A second audience question asked how to evaluate the many things that claim to be brain healthy. Isaacson’s answer was a blend of evidence hierarchy, clinical judgment, and risk management. Prospective randomized data matter. Retrospective population-based studies matter. Clinical instinct also plays a role. But the controlling principle, he said, is “do no harm.”
Prevention complicates evidence standards because the outcomes may take decades to appear. Isaacson said medicine is unlikely to produce the kind of phase three clinical trial that compares, for example, a Mediterranean-style diet with a Blue Zone diet over the necessary time horizon. People still have to make decisions before perfect evidence arrives.

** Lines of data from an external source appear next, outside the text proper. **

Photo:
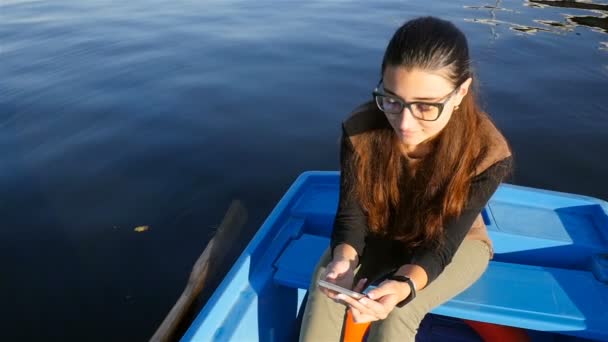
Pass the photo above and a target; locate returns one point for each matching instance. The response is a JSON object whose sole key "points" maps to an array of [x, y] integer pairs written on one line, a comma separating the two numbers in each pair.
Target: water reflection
{"points": [[598, 23]]}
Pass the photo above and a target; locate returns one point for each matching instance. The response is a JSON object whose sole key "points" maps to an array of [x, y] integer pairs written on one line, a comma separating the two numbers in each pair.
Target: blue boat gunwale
{"points": [[278, 214], [239, 279]]}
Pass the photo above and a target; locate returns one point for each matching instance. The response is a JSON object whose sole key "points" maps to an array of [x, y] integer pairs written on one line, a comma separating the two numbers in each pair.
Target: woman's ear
{"points": [[463, 91]]}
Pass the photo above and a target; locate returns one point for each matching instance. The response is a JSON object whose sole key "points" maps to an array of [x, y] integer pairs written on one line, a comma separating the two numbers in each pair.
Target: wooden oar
{"points": [[212, 257]]}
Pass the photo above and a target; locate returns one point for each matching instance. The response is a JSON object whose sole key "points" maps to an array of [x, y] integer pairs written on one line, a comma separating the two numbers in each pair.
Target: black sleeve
{"points": [[350, 224], [434, 260]]}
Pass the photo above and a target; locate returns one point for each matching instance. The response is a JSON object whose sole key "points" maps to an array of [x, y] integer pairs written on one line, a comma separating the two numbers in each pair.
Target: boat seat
{"points": [[531, 297]]}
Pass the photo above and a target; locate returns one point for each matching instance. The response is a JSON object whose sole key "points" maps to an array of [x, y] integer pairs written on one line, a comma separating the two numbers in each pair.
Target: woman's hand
{"points": [[379, 302], [340, 272]]}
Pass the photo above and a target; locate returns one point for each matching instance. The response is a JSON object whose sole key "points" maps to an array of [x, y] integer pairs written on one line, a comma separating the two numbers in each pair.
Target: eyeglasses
{"points": [[393, 105]]}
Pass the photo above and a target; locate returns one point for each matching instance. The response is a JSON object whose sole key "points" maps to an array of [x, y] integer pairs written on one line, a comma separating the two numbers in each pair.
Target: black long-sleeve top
{"points": [[350, 225]]}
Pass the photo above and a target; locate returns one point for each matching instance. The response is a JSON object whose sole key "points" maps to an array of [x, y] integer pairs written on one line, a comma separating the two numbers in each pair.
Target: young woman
{"points": [[418, 164]]}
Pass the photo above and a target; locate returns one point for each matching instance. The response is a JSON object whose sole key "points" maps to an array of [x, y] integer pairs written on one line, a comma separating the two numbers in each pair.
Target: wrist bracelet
{"points": [[410, 283]]}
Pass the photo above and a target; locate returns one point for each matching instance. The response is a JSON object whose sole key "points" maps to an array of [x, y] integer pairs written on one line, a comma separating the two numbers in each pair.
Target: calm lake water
{"points": [[115, 115]]}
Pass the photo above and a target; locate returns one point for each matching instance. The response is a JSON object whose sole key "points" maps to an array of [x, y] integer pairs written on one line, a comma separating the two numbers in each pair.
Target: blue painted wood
{"points": [[549, 266]]}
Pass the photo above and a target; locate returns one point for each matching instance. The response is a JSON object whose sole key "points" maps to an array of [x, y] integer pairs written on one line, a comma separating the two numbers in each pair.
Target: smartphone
{"points": [[340, 289]]}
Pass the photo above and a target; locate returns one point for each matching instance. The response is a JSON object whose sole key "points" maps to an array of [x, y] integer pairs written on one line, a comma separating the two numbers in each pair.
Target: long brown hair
{"points": [[410, 202]]}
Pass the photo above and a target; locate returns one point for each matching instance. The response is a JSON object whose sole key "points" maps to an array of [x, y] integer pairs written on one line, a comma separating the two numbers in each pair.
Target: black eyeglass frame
{"points": [[404, 104]]}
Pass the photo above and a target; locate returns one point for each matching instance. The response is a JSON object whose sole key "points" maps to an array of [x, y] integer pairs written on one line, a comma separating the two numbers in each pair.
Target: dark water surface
{"points": [[115, 115]]}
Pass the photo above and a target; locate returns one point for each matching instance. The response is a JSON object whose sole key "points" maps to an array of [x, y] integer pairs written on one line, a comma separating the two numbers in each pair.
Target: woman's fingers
{"points": [[363, 305], [360, 285]]}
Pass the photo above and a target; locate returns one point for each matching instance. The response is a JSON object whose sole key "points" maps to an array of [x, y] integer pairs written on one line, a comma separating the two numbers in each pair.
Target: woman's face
{"points": [[413, 85]]}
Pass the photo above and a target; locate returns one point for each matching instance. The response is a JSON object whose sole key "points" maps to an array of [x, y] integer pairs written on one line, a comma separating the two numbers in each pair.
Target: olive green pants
{"points": [[323, 318]]}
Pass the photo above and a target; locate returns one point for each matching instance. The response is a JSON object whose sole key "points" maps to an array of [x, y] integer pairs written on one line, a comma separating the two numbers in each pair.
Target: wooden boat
{"points": [[549, 274]]}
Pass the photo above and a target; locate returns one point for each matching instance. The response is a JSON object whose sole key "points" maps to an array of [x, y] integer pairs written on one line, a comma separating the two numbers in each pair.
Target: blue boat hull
{"points": [[549, 273]]}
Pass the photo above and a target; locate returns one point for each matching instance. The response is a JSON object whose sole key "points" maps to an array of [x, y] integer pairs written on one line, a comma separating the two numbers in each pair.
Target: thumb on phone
{"points": [[360, 285]]}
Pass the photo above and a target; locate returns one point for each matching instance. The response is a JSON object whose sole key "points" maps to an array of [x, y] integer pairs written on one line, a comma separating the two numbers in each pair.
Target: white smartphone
{"points": [[340, 289]]}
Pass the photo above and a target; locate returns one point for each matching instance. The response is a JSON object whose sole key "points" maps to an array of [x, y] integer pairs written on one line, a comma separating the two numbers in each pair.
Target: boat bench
{"points": [[532, 297]]}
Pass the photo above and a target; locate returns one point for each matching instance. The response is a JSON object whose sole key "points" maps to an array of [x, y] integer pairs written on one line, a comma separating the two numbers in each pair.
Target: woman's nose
{"points": [[407, 119]]}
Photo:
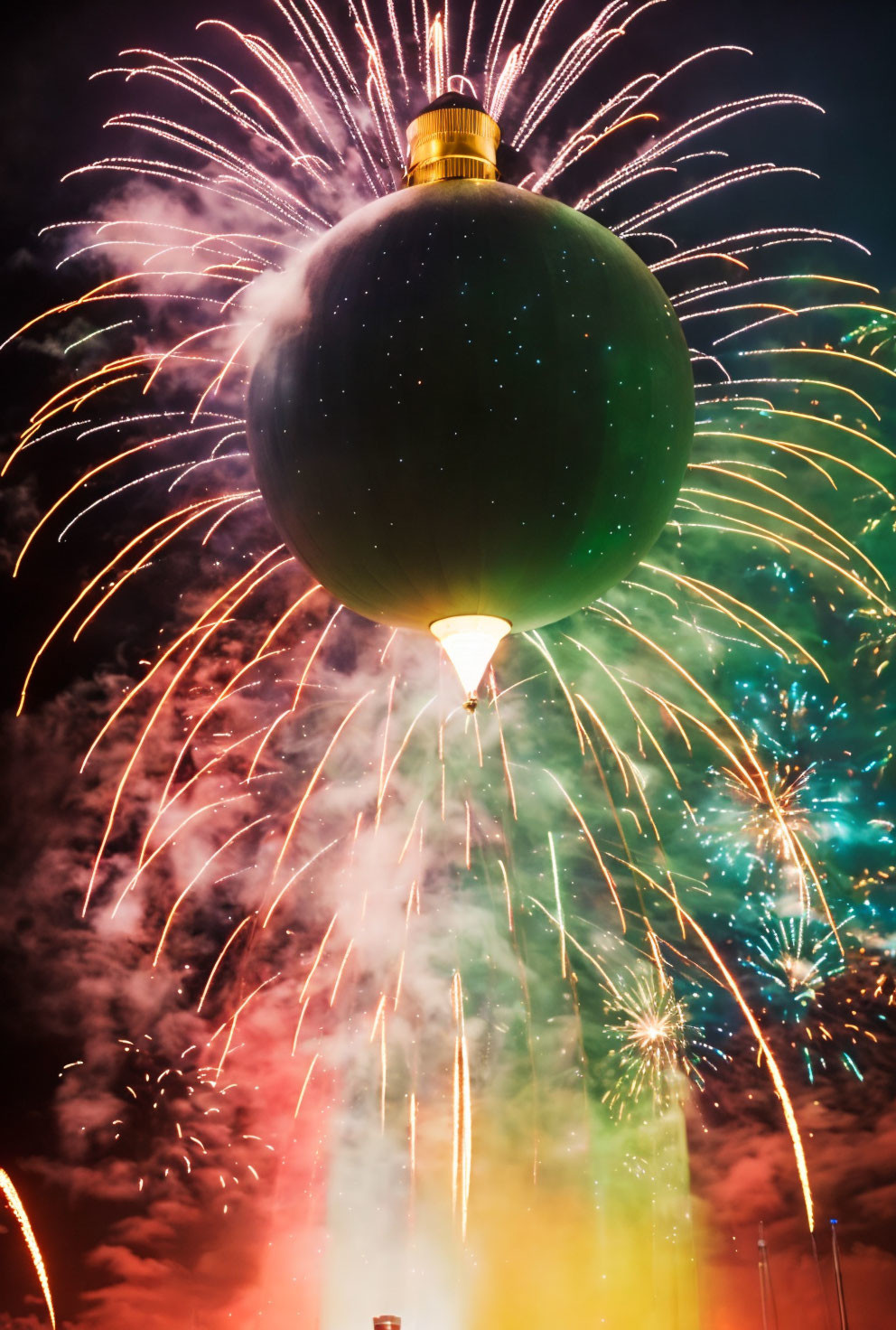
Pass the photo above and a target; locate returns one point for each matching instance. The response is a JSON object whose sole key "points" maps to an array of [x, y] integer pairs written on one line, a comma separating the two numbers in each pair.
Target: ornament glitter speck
{"points": [[478, 407]]}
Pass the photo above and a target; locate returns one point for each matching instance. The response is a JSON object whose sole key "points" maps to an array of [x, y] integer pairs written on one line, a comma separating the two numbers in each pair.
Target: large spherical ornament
{"points": [[481, 403]]}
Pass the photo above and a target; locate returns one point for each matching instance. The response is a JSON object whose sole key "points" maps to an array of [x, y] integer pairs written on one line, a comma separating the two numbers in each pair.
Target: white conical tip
{"points": [[470, 642]]}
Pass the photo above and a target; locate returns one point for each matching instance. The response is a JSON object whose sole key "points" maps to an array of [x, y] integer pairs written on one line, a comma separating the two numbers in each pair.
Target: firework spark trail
{"points": [[262, 186], [14, 1201]]}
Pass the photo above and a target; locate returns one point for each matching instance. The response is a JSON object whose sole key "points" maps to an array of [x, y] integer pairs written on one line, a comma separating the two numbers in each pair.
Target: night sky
{"points": [[837, 55]]}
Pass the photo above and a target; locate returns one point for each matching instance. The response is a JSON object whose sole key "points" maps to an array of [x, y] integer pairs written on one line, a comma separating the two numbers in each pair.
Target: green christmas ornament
{"points": [[479, 406]]}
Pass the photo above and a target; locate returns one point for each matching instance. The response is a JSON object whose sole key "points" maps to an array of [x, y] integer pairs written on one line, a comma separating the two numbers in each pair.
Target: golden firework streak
{"points": [[14, 1201]]}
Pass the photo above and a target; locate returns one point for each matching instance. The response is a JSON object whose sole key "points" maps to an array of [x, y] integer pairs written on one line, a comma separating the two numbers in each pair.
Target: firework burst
{"points": [[315, 773]]}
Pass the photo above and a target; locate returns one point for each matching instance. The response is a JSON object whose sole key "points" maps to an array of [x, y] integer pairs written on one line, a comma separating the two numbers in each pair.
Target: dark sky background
{"points": [[840, 55]]}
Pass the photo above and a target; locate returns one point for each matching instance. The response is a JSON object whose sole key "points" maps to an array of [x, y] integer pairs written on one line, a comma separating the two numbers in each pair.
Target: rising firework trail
{"points": [[14, 1201], [402, 919]]}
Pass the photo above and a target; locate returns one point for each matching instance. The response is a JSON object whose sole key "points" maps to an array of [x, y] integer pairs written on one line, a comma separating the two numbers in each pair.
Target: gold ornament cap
{"points": [[453, 138]]}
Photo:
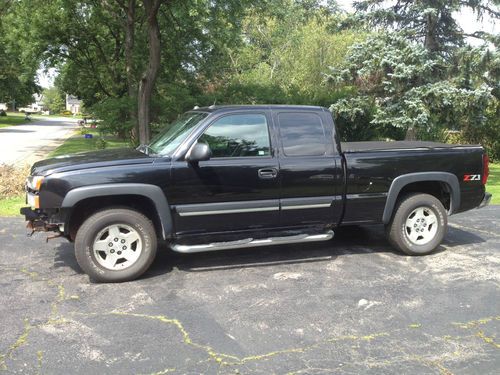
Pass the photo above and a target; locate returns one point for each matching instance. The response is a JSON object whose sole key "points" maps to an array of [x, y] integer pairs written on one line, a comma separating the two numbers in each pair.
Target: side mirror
{"points": [[198, 152]]}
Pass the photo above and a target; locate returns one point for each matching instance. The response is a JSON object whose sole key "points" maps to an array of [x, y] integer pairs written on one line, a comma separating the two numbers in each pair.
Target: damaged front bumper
{"points": [[38, 221]]}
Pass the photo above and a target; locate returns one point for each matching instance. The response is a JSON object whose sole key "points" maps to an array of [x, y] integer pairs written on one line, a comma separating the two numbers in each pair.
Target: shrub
{"points": [[12, 180]]}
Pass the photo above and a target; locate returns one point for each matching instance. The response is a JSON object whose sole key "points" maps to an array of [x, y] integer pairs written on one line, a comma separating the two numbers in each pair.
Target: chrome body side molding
{"points": [[250, 242]]}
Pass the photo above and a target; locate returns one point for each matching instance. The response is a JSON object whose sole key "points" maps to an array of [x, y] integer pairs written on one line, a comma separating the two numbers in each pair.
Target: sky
{"points": [[466, 19]]}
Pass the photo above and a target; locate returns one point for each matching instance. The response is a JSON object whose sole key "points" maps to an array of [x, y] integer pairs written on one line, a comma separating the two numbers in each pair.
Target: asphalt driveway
{"points": [[24, 144], [347, 306]]}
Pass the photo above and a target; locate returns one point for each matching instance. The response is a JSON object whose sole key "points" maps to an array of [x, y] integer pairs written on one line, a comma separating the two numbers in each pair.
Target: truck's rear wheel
{"points": [[115, 245], [418, 225]]}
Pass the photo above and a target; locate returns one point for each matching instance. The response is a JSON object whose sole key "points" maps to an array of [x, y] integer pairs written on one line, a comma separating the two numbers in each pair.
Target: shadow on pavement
{"points": [[347, 240]]}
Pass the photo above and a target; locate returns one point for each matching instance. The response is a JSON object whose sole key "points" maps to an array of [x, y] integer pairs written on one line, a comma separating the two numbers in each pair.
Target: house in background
{"points": [[36, 106], [73, 104]]}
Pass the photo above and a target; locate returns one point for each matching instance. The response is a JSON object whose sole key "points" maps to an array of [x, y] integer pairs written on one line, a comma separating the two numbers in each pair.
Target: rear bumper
{"points": [[486, 200]]}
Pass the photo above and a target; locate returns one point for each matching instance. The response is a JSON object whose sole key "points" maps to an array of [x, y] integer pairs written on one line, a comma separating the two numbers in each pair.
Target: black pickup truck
{"points": [[245, 176]]}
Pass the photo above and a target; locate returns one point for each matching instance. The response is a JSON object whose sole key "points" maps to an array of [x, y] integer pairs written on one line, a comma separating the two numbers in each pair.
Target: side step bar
{"points": [[250, 242]]}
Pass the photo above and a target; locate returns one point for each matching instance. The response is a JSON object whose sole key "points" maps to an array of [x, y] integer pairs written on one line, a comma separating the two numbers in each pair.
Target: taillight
{"points": [[486, 169]]}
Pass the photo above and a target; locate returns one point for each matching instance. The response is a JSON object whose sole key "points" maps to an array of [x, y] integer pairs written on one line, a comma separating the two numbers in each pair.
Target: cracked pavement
{"points": [[351, 305]]}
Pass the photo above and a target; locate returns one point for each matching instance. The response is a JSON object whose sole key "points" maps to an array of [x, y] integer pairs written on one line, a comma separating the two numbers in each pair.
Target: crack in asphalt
{"points": [[225, 360]]}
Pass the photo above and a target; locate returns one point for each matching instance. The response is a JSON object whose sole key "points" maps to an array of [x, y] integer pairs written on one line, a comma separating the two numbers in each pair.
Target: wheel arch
{"points": [[151, 193], [400, 182]]}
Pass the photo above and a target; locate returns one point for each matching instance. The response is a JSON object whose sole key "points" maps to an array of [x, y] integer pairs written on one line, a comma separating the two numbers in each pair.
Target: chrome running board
{"points": [[250, 242]]}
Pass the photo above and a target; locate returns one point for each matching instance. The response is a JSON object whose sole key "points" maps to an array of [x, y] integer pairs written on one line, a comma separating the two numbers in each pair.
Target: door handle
{"points": [[268, 173]]}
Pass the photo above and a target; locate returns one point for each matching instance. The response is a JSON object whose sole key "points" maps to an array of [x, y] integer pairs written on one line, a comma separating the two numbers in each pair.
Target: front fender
{"points": [[153, 192]]}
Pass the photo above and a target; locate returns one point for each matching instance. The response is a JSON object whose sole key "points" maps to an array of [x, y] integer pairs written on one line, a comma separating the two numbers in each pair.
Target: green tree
{"points": [[53, 99], [17, 77]]}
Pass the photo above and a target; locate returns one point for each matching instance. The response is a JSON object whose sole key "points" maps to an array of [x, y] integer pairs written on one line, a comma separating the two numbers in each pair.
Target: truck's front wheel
{"points": [[418, 225], [115, 245]]}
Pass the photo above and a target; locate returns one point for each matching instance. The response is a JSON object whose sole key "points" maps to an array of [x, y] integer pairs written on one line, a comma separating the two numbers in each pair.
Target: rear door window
{"points": [[241, 135]]}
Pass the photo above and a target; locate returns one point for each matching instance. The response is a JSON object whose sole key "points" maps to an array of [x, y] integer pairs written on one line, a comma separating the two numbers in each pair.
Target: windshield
{"points": [[175, 133]]}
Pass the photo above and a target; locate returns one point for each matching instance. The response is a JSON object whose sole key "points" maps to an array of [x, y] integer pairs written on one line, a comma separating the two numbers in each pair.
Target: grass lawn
{"points": [[12, 119], [78, 143], [493, 185]]}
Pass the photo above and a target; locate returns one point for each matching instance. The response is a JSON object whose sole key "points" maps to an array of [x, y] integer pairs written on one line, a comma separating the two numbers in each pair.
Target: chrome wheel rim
{"points": [[117, 247], [421, 226]]}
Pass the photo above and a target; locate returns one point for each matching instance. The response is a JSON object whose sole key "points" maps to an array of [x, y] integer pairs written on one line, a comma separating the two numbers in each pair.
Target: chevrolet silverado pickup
{"points": [[226, 177]]}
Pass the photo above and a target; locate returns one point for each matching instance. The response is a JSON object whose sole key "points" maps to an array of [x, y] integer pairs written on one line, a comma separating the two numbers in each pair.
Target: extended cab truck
{"points": [[245, 176]]}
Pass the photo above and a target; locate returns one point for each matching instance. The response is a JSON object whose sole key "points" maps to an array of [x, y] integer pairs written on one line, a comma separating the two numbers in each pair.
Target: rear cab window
{"points": [[302, 134]]}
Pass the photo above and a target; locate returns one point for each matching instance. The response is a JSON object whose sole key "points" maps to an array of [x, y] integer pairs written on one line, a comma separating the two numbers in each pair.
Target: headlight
{"points": [[34, 182]]}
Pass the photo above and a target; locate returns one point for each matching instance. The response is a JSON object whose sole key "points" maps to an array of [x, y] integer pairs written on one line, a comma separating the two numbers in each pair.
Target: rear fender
{"points": [[401, 181]]}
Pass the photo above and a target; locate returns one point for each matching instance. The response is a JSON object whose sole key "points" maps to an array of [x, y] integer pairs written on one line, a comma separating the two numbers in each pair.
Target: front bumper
{"points": [[486, 200], [39, 221]]}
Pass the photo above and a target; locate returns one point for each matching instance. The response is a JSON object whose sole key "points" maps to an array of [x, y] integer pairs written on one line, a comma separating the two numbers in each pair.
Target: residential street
{"points": [[24, 144], [348, 306]]}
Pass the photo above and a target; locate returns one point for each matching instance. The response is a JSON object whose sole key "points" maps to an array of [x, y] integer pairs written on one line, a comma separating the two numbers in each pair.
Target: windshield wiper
{"points": [[146, 149]]}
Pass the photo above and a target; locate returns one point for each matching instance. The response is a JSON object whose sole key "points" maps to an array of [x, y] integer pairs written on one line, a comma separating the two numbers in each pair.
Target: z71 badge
{"points": [[472, 177]]}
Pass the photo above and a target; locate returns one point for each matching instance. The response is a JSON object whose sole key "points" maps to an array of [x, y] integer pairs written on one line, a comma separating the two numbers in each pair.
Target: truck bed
{"points": [[348, 147]]}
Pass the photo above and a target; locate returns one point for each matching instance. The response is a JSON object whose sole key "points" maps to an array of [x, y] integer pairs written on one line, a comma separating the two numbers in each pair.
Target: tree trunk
{"points": [[129, 62], [430, 43], [148, 79]]}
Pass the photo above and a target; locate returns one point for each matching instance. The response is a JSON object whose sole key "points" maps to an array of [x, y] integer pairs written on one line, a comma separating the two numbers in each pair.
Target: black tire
{"points": [[94, 224], [398, 231]]}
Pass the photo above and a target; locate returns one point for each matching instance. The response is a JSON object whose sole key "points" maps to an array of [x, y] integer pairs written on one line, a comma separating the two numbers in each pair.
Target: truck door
{"points": [[310, 168], [238, 188]]}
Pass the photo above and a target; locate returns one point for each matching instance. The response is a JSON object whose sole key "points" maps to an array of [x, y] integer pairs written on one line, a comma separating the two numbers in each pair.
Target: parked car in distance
{"points": [[226, 177]]}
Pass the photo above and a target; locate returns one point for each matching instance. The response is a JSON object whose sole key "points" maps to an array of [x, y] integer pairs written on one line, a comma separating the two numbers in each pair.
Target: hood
{"points": [[92, 159]]}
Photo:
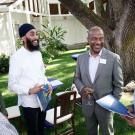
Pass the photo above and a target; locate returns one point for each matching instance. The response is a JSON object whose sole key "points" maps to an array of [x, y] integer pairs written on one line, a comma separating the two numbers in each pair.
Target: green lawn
{"points": [[63, 68]]}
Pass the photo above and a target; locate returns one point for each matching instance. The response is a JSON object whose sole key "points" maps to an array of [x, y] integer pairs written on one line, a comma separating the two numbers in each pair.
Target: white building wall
{"points": [[4, 36], [76, 32]]}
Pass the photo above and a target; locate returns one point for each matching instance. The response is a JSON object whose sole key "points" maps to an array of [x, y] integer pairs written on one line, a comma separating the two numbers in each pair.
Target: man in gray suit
{"points": [[98, 73]]}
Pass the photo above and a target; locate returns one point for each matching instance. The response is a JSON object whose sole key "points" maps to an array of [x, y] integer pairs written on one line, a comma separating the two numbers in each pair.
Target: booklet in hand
{"points": [[43, 97], [110, 103]]}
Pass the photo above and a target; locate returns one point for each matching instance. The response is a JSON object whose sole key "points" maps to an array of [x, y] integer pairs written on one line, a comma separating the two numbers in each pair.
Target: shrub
{"points": [[52, 42], [4, 64]]}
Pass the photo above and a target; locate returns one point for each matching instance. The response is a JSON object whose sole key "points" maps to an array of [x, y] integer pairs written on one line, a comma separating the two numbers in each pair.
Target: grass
{"points": [[63, 69]]}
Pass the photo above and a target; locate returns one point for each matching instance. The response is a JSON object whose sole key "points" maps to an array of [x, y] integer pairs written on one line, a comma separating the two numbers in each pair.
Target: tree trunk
{"points": [[117, 19]]}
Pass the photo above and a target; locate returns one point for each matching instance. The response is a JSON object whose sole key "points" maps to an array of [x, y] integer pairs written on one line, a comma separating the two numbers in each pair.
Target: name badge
{"points": [[102, 61]]}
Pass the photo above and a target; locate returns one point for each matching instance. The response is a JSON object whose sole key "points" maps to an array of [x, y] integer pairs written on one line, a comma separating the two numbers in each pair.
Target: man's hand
{"points": [[35, 89], [86, 92], [130, 121], [49, 89], [130, 109]]}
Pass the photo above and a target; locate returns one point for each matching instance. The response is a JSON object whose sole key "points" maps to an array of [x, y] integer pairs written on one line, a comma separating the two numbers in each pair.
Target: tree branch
{"points": [[84, 15], [125, 29]]}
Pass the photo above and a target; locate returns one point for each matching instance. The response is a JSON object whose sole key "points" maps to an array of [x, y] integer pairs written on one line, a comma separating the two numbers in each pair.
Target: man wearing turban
{"points": [[26, 78]]}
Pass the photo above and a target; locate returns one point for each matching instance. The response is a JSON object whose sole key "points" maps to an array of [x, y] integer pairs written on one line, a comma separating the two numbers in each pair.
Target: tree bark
{"points": [[119, 33]]}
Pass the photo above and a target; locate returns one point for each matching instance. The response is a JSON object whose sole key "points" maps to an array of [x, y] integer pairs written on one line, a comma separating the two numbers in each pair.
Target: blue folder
{"points": [[43, 97], [110, 103]]}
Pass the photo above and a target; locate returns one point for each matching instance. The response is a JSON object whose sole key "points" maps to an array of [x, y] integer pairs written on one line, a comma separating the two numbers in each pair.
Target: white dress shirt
{"points": [[93, 65], [26, 70]]}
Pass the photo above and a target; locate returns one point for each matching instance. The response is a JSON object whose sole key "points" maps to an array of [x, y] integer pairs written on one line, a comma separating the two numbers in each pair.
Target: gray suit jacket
{"points": [[108, 79]]}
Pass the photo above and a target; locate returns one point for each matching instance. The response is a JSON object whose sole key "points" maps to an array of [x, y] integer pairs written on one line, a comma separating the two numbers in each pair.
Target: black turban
{"points": [[24, 28]]}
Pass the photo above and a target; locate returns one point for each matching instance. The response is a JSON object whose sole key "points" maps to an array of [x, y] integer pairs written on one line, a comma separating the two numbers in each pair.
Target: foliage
{"points": [[52, 41], [4, 63]]}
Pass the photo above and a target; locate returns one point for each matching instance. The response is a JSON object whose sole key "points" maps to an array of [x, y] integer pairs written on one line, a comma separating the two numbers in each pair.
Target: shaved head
{"points": [[96, 39], [94, 29]]}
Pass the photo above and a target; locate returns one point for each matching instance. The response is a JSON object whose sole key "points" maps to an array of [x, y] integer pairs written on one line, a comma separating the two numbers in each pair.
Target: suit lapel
{"points": [[87, 67], [100, 66]]}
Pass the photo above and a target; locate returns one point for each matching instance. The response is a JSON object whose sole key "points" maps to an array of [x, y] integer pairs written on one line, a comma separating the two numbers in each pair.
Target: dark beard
{"points": [[32, 47]]}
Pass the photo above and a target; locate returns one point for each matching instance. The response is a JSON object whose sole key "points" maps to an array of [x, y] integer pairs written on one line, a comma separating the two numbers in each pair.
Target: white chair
{"points": [[63, 111], [13, 112]]}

That is where harm matters. If an intervention is intended to reduce risk for a disease a person may or may not ever get, and the intervention carries a meaningful chance of harm, Isaacson said he is unlikely to recommend it. Huffington applied the same principle to creatine: she takes it because she sees no evidence of harm and thinks it may help, but she would avoid recommendations where there is evidence of harm.
The exchange exposed a tension running through the whole discussion. Brain health prevention cannot wait for perfect long-term trials on every behavior, food, supplement, or digital intervention. But that does not mean every claim should be accepted. The practical standard offered was evidence where available, humility where uncertain, and a high bar for exposing healthy people to downside risk.